Mais selon l’environnementaliste Steven Guilbeault, qui fera son entrée à la Chambre des communes, la cohabitation devrait être facile. «S’il y a un enjeu qui fait largement consensus auprès de quatre des cinq partis qui seront à la Chambre, c’est la question environnementale et des changements climatiques. Je n’ai aucun doute qu’on va pouvoir travailler et collaborer ensemble.»

«Tous les partis, sauf les conservateurs, pensent qu’il faut mettre un prix sur la pollution, investir plus dans les transports collectifs, les aires protégées, les infrastructures vertes. Alors pour ces questions-là, je ne m’attends pas à ce que ce soit difficile», a soutenu M. Guilbeault.

Machine

Les sondages annonçaient tous une lutte serrée avant le dépouillement des urnes. Mais plusieurs employés libéraux croisés au Palais des congrès maintenaient que la force de la « machine » libérale — ce réseau de bénévoles et de militants chargés d’inciter les électeurs à voter — ferait en fin de compte la différence.

«Les résultats ne me surprennent pas, disait ainsi un stratège en voyant les chiffres apparaître sur les écrans: on était confiants avec la fin de campagne, et en sachant ce que nos équipes étaient capables de faire sur le terrain.»
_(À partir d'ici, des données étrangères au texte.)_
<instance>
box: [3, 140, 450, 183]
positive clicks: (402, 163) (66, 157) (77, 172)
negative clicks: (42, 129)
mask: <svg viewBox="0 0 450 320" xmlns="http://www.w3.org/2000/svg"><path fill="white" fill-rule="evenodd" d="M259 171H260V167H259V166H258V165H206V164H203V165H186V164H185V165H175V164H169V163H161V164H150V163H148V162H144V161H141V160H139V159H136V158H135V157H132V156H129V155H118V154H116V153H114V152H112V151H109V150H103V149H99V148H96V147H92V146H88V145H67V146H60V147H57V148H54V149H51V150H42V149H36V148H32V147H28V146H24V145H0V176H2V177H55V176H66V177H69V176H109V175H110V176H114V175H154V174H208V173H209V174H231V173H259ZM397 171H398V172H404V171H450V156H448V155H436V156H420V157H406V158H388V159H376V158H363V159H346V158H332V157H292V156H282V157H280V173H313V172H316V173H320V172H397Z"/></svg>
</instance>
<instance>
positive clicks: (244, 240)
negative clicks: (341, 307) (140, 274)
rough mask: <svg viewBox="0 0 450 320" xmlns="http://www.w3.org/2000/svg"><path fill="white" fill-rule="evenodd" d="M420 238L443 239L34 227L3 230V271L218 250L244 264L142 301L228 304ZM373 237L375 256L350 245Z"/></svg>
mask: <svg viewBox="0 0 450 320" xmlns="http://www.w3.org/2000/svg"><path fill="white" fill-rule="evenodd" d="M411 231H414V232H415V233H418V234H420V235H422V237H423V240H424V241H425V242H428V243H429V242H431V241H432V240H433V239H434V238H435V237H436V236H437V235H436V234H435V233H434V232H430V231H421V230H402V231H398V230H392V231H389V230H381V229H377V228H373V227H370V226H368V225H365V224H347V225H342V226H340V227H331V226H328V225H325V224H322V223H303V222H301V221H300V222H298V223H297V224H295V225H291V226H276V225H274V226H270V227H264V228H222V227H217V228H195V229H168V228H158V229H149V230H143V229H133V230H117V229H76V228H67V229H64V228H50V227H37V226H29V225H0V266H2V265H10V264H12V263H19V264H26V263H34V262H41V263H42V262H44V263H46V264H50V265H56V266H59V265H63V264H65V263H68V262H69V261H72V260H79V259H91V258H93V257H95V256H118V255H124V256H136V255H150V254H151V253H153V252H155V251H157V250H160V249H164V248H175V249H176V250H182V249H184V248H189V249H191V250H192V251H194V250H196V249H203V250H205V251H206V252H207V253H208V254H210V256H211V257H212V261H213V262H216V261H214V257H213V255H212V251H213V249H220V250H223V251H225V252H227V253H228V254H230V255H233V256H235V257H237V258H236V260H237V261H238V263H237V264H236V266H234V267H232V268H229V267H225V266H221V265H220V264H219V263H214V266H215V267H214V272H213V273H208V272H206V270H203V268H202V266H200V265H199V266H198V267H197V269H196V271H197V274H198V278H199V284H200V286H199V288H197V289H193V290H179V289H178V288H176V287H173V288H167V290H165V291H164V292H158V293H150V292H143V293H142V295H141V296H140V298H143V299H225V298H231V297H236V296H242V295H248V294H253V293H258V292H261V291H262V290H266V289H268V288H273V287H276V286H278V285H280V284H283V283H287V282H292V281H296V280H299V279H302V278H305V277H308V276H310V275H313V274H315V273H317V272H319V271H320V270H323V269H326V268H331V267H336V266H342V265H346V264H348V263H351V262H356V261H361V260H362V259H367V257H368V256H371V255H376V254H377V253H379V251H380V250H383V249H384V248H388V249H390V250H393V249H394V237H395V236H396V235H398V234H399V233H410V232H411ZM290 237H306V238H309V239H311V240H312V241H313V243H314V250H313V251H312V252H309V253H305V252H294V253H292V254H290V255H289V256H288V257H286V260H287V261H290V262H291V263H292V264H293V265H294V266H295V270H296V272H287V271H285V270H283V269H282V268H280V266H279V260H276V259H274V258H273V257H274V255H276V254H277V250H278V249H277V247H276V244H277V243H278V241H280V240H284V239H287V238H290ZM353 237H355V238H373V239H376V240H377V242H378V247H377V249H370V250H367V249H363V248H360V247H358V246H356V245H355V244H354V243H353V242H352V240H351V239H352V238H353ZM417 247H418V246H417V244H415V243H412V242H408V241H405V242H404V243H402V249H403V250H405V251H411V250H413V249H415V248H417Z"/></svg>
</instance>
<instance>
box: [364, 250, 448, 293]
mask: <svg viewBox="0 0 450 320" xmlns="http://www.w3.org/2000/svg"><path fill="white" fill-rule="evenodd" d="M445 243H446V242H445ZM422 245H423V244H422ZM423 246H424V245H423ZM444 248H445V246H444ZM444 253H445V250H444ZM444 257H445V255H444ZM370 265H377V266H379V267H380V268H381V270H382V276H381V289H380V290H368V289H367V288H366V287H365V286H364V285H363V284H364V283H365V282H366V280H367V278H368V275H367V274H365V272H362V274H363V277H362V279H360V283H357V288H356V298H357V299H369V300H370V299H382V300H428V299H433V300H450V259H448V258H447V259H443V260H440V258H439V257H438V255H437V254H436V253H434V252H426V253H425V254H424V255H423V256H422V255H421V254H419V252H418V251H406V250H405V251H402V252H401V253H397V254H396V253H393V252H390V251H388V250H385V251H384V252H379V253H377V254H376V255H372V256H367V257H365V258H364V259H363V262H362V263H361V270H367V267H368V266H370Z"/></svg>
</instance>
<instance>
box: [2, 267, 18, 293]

N’empêche que pour Mélanie Joly, il y a des leçons à tirer du déroulement de cette course. «Ça nous rappelle à quel point les campagnes sont maintenant extrêmement importantes», a-t-elle dit. «Il ne faut jamais tenir nos électeurs pour acquis, il ne faut jamais penser que le comportement électoral va se répéter de campagne en campagne.»